## Ensemble Graphics

Data exploration usually produces many graphics.

Being able to reconstruct these form a command history or notebook is useful.

But a final report or presentation usually needs a small set of carefully chosen graphics. These can be some or all of:

• Several plots of the same type of the same variables; e.g. histograms with different bin widths.

• Differnent views of the same variables, e.g. density plots and box plots.

• Plots of the same type of the same variables for different subgroups; small multiples, or trellis displays.

Many other variations are possible.
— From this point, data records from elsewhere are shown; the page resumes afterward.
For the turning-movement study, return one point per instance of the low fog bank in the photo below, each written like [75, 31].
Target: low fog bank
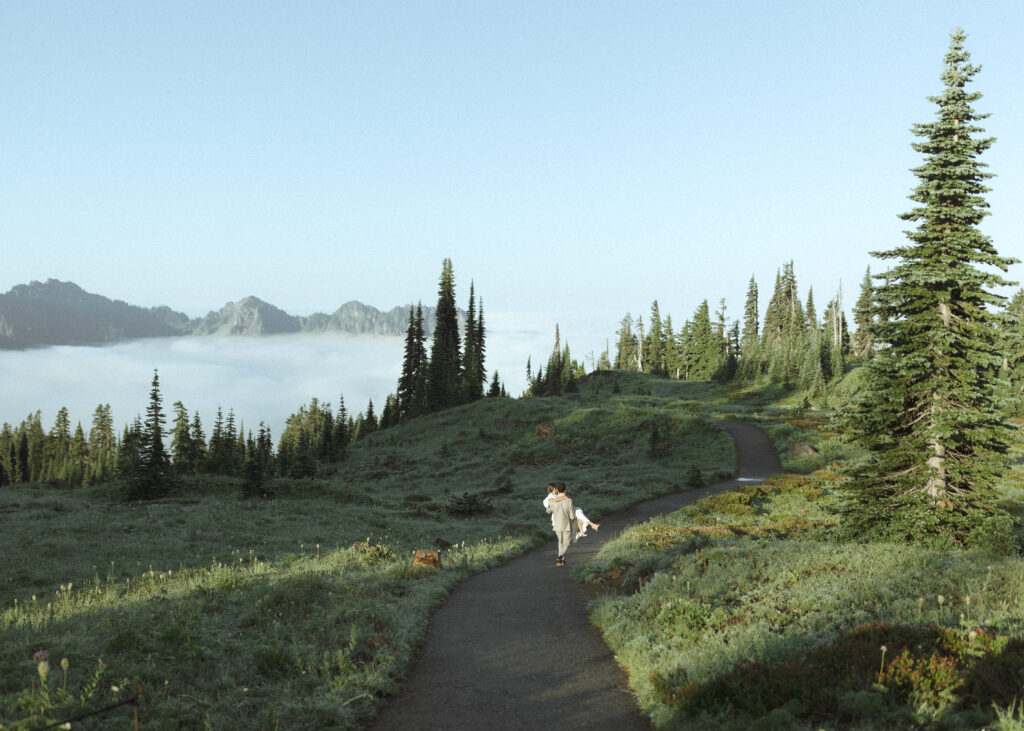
[261, 379]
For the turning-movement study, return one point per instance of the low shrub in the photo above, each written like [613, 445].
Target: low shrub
[866, 673]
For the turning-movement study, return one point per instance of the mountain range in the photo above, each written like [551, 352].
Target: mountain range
[62, 313]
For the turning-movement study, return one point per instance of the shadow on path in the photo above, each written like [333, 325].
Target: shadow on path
[512, 647]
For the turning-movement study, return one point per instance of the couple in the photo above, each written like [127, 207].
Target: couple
[565, 519]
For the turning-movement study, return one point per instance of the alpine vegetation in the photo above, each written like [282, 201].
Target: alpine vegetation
[929, 416]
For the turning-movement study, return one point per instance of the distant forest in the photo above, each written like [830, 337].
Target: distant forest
[793, 346]
[148, 457]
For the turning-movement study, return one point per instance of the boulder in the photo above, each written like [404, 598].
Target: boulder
[426, 557]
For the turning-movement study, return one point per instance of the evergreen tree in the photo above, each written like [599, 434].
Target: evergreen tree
[388, 418]
[198, 455]
[102, 445]
[57, 448]
[341, 432]
[473, 376]
[1012, 347]
[181, 442]
[653, 344]
[496, 387]
[929, 416]
[153, 475]
[78, 468]
[749, 344]
[369, 422]
[704, 349]
[672, 364]
[626, 347]
[444, 371]
[862, 319]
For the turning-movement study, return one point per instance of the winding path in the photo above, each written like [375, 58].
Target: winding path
[512, 647]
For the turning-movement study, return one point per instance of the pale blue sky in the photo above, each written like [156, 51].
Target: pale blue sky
[577, 160]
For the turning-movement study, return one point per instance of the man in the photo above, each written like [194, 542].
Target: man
[561, 521]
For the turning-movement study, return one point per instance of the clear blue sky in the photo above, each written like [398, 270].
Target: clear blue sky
[577, 160]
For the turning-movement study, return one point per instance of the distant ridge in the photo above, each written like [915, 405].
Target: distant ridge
[62, 313]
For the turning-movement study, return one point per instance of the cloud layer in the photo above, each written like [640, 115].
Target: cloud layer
[261, 379]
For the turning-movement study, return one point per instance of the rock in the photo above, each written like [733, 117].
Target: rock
[803, 449]
[425, 557]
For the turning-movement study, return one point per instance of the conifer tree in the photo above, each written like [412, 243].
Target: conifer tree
[496, 387]
[653, 344]
[750, 340]
[626, 347]
[341, 431]
[929, 417]
[102, 445]
[152, 475]
[862, 343]
[78, 468]
[672, 366]
[197, 457]
[444, 370]
[369, 421]
[181, 445]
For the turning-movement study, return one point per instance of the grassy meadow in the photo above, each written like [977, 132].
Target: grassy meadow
[742, 611]
[303, 609]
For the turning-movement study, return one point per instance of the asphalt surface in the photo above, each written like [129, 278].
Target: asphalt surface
[512, 647]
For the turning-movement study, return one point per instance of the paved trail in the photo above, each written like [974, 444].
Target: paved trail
[512, 647]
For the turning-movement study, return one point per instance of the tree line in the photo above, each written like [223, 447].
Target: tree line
[148, 456]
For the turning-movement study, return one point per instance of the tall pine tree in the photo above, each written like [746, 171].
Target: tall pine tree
[443, 382]
[929, 416]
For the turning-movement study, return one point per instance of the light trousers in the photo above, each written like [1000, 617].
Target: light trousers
[564, 541]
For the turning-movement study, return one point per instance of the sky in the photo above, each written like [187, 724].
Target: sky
[574, 160]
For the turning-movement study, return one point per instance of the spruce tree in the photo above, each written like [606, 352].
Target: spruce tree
[654, 345]
[929, 417]
[444, 370]
[626, 347]
[749, 344]
[469, 371]
[411, 393]
[181, 443]
[862, 318]
[152, 475]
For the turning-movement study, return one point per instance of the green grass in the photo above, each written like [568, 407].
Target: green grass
[742, 612]
[303, 610]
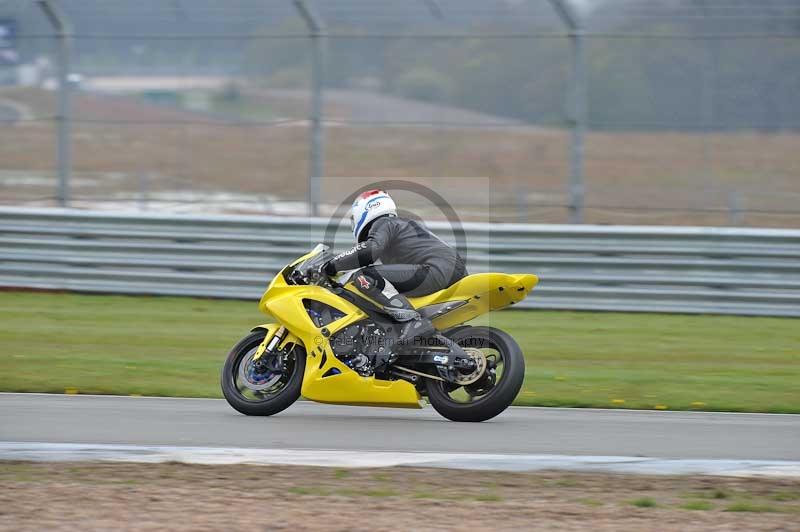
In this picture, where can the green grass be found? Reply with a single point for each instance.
(697, 505)
(751, 507)
(175, 347)
(644, 502)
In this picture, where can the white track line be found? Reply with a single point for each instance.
(353, 459)
(306, 402)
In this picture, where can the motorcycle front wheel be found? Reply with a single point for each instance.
(495, 390)
(265, 392)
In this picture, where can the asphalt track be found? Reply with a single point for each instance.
(308, 426)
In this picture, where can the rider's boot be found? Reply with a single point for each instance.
(413, 327)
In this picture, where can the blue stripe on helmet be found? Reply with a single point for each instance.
(364, 215)
(358, 225)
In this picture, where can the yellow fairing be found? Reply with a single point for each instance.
(484, 292)
(285, 303)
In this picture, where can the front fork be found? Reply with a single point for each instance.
(270, 347)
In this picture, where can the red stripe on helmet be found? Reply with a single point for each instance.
(369, 193)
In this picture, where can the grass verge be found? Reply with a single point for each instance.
(95, 496)
(167, 346)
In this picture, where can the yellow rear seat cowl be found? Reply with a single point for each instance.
(483, 293)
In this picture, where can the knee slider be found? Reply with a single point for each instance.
(369, 281)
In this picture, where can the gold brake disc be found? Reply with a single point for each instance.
(480, 367)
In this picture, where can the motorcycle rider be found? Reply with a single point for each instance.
(397, 257)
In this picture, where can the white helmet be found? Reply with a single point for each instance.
(368, 206)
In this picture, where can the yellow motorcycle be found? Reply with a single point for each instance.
(330, 344)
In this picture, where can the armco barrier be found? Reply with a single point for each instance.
(623, 268)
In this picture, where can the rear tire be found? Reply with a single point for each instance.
(270, 403)
(499, 397)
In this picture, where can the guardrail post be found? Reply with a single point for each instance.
(316, 167)
(577, 107)
(63, 118)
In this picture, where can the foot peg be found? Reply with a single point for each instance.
(415, 331)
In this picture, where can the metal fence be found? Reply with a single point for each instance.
(624, 268)
(660, 112)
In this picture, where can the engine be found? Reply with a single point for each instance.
(359, 346)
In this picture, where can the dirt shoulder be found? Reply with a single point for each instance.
(121, 496)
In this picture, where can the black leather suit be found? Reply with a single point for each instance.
(413, 261)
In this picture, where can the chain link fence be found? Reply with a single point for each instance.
(622, 112)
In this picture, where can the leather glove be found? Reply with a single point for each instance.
(328, 269)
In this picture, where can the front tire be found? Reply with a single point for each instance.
(486, 398)
(261, 394)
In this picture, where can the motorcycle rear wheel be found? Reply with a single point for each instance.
(489, 396)
(260, 394)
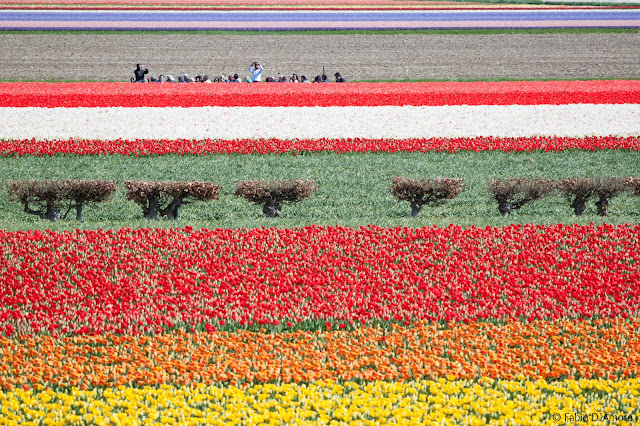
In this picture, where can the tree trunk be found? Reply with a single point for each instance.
(79, 205)
(272, 209)
(53, 212)
(579, 205)
(171, 211)
(603, 206)
(504, 208)
(415, 209)
(151, 211)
Such collections are sometimes called ensemble graphics.

• To aid in comparisons, axis ranges encoding choices (color, line type, etc.) should be coordinated.

• Annotations can be used to emphasize important features.

• The graphs should be organized so the most important features can be perceived pre-attentively.

Collections of graphics can be assembled and arranged within the graphics system or using the facilities of the report generation system.

• Within the R graphics system you can use features of par for base graphics and tools from gridExtra for grid-based graphics.

• rmarkdown and LaTeX also provide ways of arranging graphics.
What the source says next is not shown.